How is a mathematical formula represented in PDF?

Essentially in pdf every letter (or run of letters) is positioned by coordinates so even a normal word might be encoded as individual letters positioned to "look" like text, so as to take account of inter-letter kerns etc.

Math is no different: the characters are just normal font characters positioned on the page at locations that TeX has determined.

PostScript uses the same rendering model as PDF but is a bit easier to read by eye, Taking Henri's example and using latex and dvips

\documentclass{article}

\pagestyle{empty}

\begin{document}
$\int_0^2 x^2 dx$
\end{document}

Produces the following PostScript

%%Page: 1 1
TeXDict begin 1 0 bop 639 457 a Fc(R)695 477 y Fb(2)678
553 y(0)746 524 y Fa(x)793 494 y Fb(2)830 524 y Fa(dx)p
eop end
%%Trailer

where you can see the structure: strings are encoded as for example (dx) for dx and but apart from that 2 letter example all other character runs are single characters with the font and coordinates specified separately for each letter.


For my opinion (I hope to have understand well) you could use a special tool called MaxTract.
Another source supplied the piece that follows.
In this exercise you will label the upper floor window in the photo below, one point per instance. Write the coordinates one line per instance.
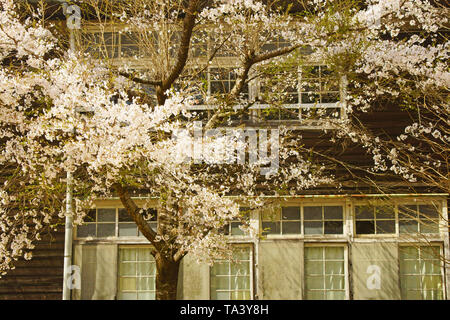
(375, 219)
(113, 222)
(232, 279)
(317, 220)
It can be found at the link http://www.cs.bham.ac.uk/research/groupings/reasoning/sdag/maxtract.php.

Maxtract is a tool for converting PDF into formats such as LaTeX, MathML and text. enter image description here

ADDENDUM: Could this program PDF to LaTeX converter also be useful?

enter image description here


If you use a Unicode math font, then all of the glyphs are just Unicode symbols in the resulting PDF.

\documentclass{article}
\pagestyle{empty}
\usepackage{unicode-math}
\begin{document}
$\int_0^2 x^2 dx$
\end{document}
$ pdftotext test.pdf -
2

∫ 2 
0